What is the status of women in tech?
On the one hand
According to booking.com 84% of women in the tech industry would recommend a career in the sector to young women in schools and female undergrads. Additionally, 37% of female respondents mentioned that women working in the sector would improve the gender imbalance in tech. This was if they joined initiatives aimed at encouraging girls and women into STEM.
Gillan Tans, CEO at Booking.com said “It is encouraging and inspiring to see women in technology doing incredible things every day, including actively taking steps to engage with future generations, making their voices heard and launching programmes and initiatives with the goal to help drive further gender diversity in the tech workforce.”

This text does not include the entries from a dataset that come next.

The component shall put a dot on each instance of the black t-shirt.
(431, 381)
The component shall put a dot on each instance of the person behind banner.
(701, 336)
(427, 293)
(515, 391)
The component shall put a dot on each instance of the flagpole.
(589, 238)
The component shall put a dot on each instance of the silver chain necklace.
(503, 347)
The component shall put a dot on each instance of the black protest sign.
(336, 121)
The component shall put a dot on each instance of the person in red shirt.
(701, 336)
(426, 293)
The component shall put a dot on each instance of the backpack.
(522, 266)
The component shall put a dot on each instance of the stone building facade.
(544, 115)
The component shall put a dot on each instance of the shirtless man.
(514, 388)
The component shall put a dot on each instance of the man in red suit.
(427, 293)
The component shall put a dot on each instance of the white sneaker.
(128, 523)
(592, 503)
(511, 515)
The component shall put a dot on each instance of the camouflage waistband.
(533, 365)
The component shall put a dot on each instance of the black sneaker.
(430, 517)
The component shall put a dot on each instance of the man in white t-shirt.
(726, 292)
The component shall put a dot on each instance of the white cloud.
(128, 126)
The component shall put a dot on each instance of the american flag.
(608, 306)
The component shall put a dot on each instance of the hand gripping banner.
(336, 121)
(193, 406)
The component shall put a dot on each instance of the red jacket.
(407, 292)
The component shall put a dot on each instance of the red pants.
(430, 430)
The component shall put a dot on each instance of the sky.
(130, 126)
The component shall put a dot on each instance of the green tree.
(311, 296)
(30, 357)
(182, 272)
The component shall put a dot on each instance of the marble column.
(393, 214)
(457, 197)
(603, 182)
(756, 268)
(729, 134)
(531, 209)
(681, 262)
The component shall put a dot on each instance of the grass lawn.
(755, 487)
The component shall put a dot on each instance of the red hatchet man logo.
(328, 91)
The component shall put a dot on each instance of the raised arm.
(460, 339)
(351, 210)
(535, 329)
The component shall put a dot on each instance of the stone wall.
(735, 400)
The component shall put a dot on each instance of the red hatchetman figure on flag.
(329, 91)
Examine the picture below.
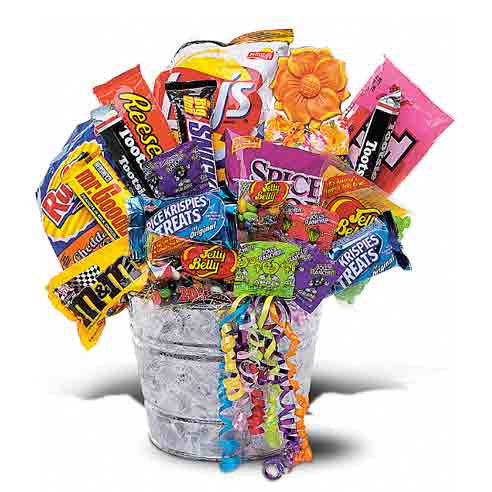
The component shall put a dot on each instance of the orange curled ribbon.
(305, 454)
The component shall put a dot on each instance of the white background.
(384, 415)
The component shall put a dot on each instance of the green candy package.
(266, 268)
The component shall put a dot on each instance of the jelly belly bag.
(70, 227)
(243, 69)
(203, 218)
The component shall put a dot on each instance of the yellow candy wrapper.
(88, 291)
(94, 181)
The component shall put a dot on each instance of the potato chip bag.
(90, 290)
(70, 227)
(243, 69)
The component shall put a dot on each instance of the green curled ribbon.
(272, 433)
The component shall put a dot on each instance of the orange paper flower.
(310, 84)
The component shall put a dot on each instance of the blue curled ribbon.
(230, 446)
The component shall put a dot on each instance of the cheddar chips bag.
(88, 291)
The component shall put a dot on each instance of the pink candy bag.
(419, 124)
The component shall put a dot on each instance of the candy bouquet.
(223, 208)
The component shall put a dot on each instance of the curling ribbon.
(305, 454)
(272, 434)
(258, 353)
(248, 371)
(233, 387)
(230, 446)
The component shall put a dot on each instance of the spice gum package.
(243, 70)
(252, 158)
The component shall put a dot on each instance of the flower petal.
(296, 109)
(328, 73)
(325, 105)
(325, 53)
(343, 95)
(284, 83)
(282, 67)
(302, 62)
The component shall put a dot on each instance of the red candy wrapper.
(309, 223)
(419, 124)
(132, 98)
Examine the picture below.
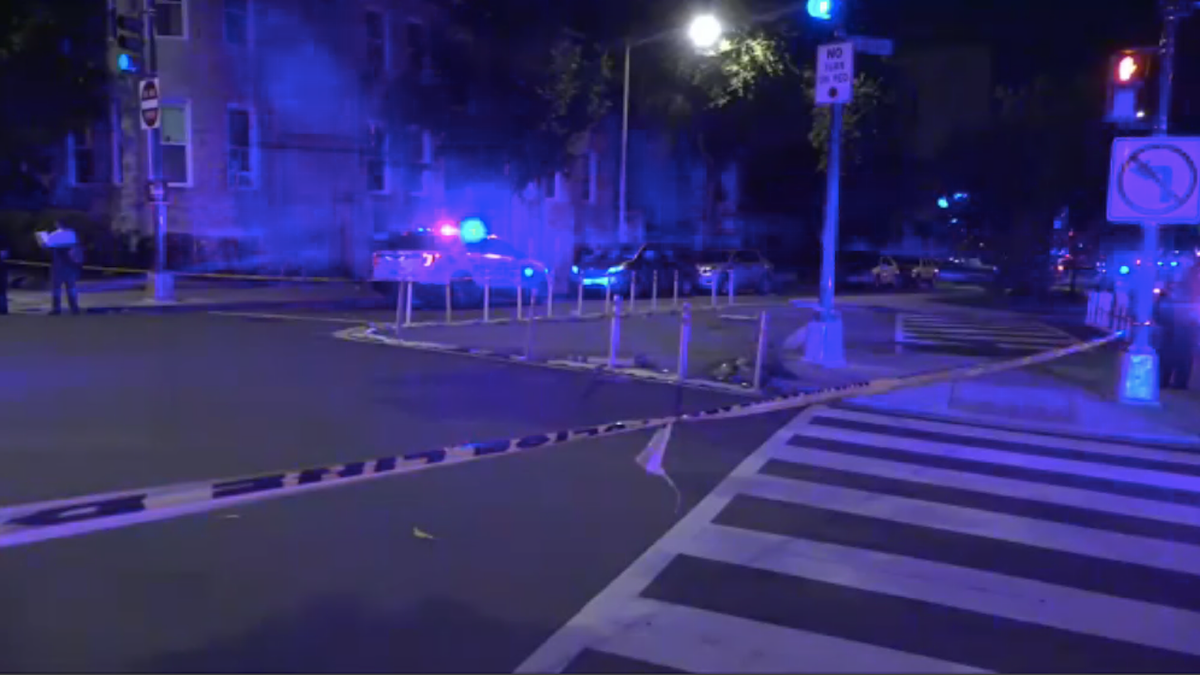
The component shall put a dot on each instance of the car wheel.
(465, 292)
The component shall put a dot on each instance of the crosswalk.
(964, 334)
(862, 542)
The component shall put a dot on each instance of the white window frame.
(384, 39)
(72, 163)
(383, 157)
(183, 10)
(191, 141)
(251, 150)
(225, 23)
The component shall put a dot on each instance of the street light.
(705, 33)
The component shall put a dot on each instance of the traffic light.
(1133, 89)
(130, 41)
(821, 10)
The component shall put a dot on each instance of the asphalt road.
(333, 580)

Over 40% of women in the technology industry and individuals interested in this sector said the best way women within the industry could aid diversity is by encouraging women into the sector by sharing their experiences.
However, 40% of women said that firms need to increase the number of women taking part in specific groups to increase representation throughout the business. Although they were not aware of any diversity practices in their firms, the majority were happy in their sector.
On the other hand
A second booking.com study found that 48% of women in the technology sector say their firms are not making diversity a priority. The other half said that their firms are making gender diversity a priority, although many in this category said more needs to be done to help women in the beginning of their career and encourage others into a tech career.

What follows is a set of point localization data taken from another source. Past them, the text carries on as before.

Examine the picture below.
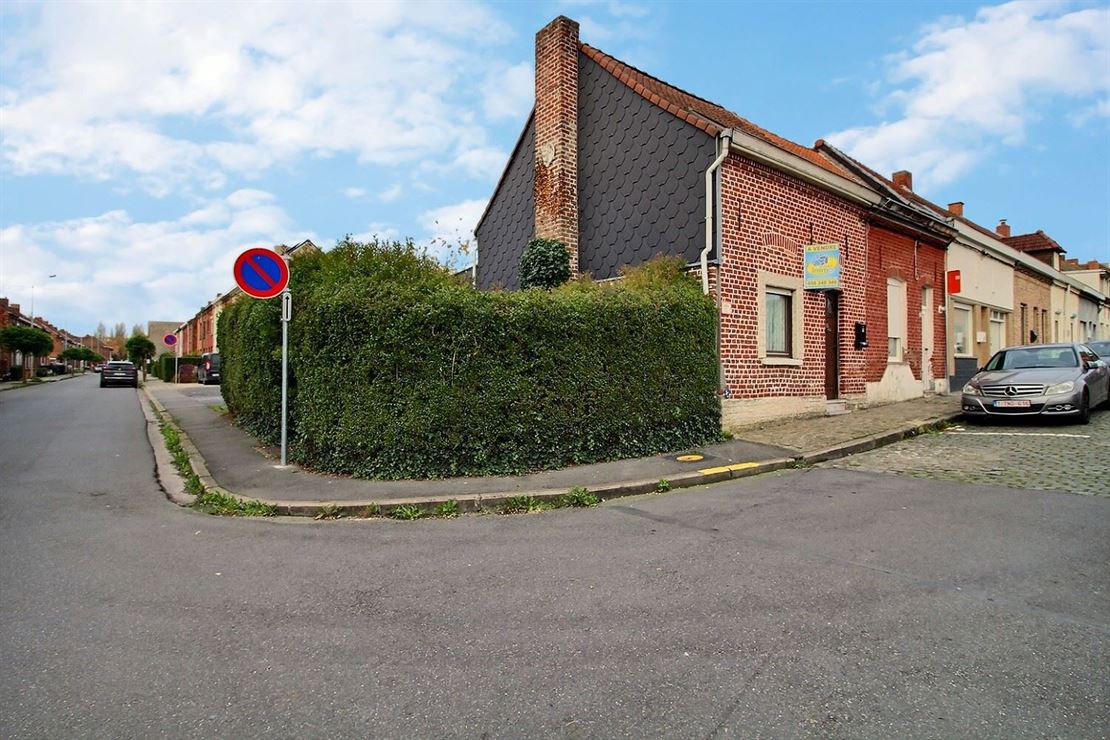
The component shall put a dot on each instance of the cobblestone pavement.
(1018, 455)
(806, 435)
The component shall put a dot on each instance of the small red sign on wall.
(954, 282)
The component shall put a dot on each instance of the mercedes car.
(119, 373)
(1046, 379)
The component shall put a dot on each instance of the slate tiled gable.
(510, 220)
(639, 176)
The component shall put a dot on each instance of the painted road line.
(727, 468)
(1018, 434)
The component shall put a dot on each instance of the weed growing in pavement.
(214, 502)
(329, 512)
(180, 457)
(406, 513)
(578, 496)
(522, 505)
(448, 508)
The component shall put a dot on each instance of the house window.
(779, 330)
(896, 320)
(961, 330)
(779, 338)
(997, 330)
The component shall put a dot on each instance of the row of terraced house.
(836, 285)
(12, 315)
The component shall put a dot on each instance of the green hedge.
(399, 371)
(163, 366)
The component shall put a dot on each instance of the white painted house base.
(897, 384)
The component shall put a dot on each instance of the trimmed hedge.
(399, 371)
(163, 366)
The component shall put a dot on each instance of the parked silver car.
(1049, 379)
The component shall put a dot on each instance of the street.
(820, 601)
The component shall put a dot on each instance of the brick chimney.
(556, 183)
(904, 179)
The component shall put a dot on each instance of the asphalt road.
(808, 602)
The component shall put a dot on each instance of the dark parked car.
(208, 372)
(119, 373)
(1048, 379)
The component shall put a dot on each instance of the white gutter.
(725, 135)
(754, 148)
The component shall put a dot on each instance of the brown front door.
(831, 344)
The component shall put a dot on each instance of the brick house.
(1096, 275)
(1076, 305)
(622, 166)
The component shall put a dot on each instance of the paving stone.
(1067, 457)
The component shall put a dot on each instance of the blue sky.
(143, 145)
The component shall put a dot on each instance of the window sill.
(789, 362)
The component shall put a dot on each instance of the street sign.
(261, 273)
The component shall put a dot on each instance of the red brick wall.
(556, 123)
(758, 202)
(892, 255)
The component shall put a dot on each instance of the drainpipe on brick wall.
(712, 205)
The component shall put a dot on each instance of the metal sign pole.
(286, 313)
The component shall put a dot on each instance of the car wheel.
(1085, 408)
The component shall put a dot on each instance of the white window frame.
(897, 321)
(969, 335)
(770, 282)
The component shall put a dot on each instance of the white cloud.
(111, 267)
(968, 85)
(508, 92)
(391, 193)
(451, 230)
(234, 88)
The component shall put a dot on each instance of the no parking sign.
(262, 273)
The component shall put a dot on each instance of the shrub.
(545, 263)
(163, 367)
(400, 371)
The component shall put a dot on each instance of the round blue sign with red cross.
(261, 273)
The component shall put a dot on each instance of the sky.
(144, 145)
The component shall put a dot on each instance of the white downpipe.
(724, 141)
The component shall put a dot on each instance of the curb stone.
(167, 475)
(59, 378)
(480, 503)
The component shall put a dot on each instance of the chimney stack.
(904, 179)
(556, 122)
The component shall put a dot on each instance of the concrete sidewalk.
(234, 462)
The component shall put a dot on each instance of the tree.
(545, 263)
(139, 351)
(30, 342)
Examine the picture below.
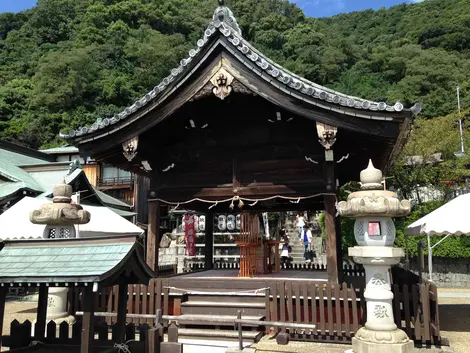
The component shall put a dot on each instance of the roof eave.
(293, 82)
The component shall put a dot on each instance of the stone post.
(59, 218)
(374, 230)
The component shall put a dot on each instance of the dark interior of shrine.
(210, 147)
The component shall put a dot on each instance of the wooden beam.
(153, 234)
(121, 311)
(3, 293)
(330, 225)
(235, 174)
(183, 193)
(209, 241)
(40, 327)
(88, 329)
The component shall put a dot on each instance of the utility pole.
(462, 149)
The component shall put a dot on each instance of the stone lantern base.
(368, 341)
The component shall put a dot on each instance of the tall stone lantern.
(59, 218)
(373, 208)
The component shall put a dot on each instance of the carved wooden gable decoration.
(223, 64)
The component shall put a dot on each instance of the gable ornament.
(222, 82)
(326, 135)
(130, 148)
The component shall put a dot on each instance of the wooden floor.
(283, 275)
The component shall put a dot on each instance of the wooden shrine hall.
(230, 127)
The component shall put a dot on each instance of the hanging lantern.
(202, 223)
(222, 222)
(231, 222)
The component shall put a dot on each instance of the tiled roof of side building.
(16, 179)
(61, 150)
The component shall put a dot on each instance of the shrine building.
(228, 126)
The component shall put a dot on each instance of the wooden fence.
(105, 335)
(338, 311)
(349, 270)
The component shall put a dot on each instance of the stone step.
(219, 334)
(207, 320)
(222, 308)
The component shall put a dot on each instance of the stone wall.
(446, 273)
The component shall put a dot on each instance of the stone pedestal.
(57, 308)
(374, 230)
(380, 333)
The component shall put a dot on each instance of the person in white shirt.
(307, 241)
(300, 224)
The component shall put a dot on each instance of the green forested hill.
(66, 62)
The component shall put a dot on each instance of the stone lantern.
(373, 208)
(59, 218)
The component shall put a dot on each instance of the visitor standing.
(285, 246)
(300, 224)
(307, 241)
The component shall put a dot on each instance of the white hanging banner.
(76, 199)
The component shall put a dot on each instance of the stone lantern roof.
(373, 199)
(61, 211)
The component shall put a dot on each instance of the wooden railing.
(21, 335)
(338, 311)
(129, 180)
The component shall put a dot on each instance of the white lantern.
(222, 222)
(202, 223)
(231, 222)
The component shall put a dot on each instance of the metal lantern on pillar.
(374, 230)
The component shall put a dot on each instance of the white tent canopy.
(449, 219)
(15, 223)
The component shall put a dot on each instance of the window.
(59, 232)
(114, 173)
(374, 229)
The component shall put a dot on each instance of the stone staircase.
(198, 310)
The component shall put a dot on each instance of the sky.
(315, 8)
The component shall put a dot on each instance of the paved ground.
(454, 311)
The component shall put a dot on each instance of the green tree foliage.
(417, 167)
(65, 63)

Tans mentioned that greater diversity allows a wider talent pool so diversifying talent needs to be at the front of the mind.
Women in the research commented that the lack of diversity in the workforce was a deterrent in their early career. Additionally, when some women took a break from the workplace for various reasons, this contributed to the pay gap. Some firms are trying to help women who have taken a break from work re-enter the workplace. Yet, 60% of women in tech who had a career break and returned to the industry said the break negatively impacted their career progression. Additionally, 60% of women who had taken a career break felt their contributions are now less valued.
Booking.com has tried to research women in tech to ensure female roles are more visible in the industry. It appears there is still a long way to go, especially for women to take a break from the workplace. However, the situation is certainly improving. Generally, it appears that women are happy in the tech industry and want to be able to promote it.
Additionally, Maggie Berry, a pioneer of networking who aimed to get more women into technology received an OBE in the Queen’s Birthday Honours. Berry was involved in supporting women’s role in tech since 2005.
“Having more role models – and especially accessible role models – is incredibly important for inspiring more women to start working in, and remaining in, technology careers,” said Berry.
This certainly echoes the sentiments of the female respondents of the booking.com survey and is a reassuring step in the right direction.
However, Berry stresses “Even the news that female MPs aren’t paid maternity cover shows how far we are from achieving equality for women and men in the workplace,”
“We are all on this journey together to build inclusive environments that support everyone in a business.”.
Berry’s goal, like the respondents, is to inspire more girls to consider IT as a career option. A fantastic goal which I am certainly hopeful will be reached.